Rochdale is not an exception to the rule. I carried out some research looking at local authorities right across the country, and it shows that the passing down to them of this responsibility has meant that they have set criteria far too strongly, to the point where one local authority has spent only 1% of its budget for helping people through crisis loans or grants. The irony is that, when the fund was administered nationally, it encouraged self-reliance because it was a loan that the recipient could pass back, but since responsibility was given to local authorities it has not done so because it is now a grant that cannot be passed back.
The best bit came just before last Christmas, when the Government announced that the fund will be scrapped completely from 2015. It will not exist at all and there will be no safety net for those people who really need it. They will be pushed towards loan sharks and money lenders. That will certainly happen in Rochdale and, I have no doubt, in other places as well.
Does my hon. Friend agree that this is tantamount to the reintroduction of the Poor Law, which was abolished by the 1945 Labour Government?

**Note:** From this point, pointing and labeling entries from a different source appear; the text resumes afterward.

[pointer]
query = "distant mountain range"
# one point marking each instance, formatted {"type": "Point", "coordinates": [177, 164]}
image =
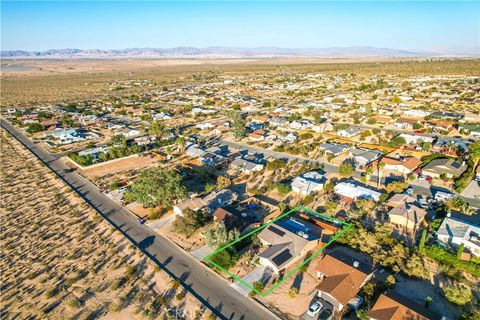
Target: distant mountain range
{"type": "Point", "coordinates": [232, 52]}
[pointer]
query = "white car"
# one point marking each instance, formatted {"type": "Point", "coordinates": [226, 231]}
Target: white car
{"type": "Point", "coordinates": [314, 309]}
{"type": "Point", "coordinates": [409, 191]}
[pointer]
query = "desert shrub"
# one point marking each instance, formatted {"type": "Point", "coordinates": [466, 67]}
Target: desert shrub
{"type": "Point", "coordinates": [444, 257]}
{"type": "Point", "coordinates": [292, 293]}
{"type": "Point", "coordinates": [226, 258]}
{"type": "Point", "coordinates": [458, 295]}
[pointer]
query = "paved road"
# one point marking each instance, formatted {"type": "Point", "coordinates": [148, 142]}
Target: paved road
{"type": "Point", "coordinates": [424, 189]}
{"type": "Point", "coordinates": [207, 287]}
{"type": "Point", "coordinates": [328, 167]}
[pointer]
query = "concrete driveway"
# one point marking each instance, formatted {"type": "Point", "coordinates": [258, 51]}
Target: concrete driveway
{"type": "Point", "coordinates": [201, 252]}
{"type": "Point", "coordinates": [262, 273]}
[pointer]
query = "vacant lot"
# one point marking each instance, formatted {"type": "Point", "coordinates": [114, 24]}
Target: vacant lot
{"type": "Point", "coordinates": [65, 80]}
{"type": "Point", "coordinates": [60, 260]}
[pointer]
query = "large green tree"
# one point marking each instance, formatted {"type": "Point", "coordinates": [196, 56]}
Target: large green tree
{"type": "Point", "coordinates": [191, 221]}
{"type": "Point", "coordinates": [157, 129]}
{"type": "Point", "coordinates": [158, 186]}
{"type": "Point", "coordinates": [346, 169]}
{"type": "Point", "coordinates": [238, 125]}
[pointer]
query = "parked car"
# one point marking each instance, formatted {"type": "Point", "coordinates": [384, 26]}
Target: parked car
{"type": "Point", "coordinates": [423, 203]}
{"type": "Point", "coordinates": [409, 191]}
{"type": "Point", "coordinates": [443, 196]}
{"type": "Point", "coordinates": [314, 308]}
{"type": "Point", "coordinates": [326, 314]}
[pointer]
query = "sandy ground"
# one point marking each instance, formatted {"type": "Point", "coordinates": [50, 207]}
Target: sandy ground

I certainly take on board the point that we are moving that way in some respects. I am wholly in favour of reform of the welfare state, as I pointed out at the beginning of my speech, but it has to be done compassionately and it has to retain the safety net. If we do not do that, we will see, as my hon. Friend suggests, a return to Victorian values in the way that we administer our welfare state.

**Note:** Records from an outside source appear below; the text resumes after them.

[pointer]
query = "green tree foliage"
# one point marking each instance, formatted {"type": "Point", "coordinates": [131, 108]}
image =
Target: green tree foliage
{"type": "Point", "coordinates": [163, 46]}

I call on the Government to reverse their decision on the discretionary crisis fund. I believe that the purpose of the welfare system is to provide a safety net for the vulnerable, but it is clear that some of the Government’s reforms are destroying parts of that safety net and leaving people much more vulnerable to poverty. As my hon. Friends have said, we need an inquiry into how the reforms are impacting on people so that they are not abandoned and left to poverty.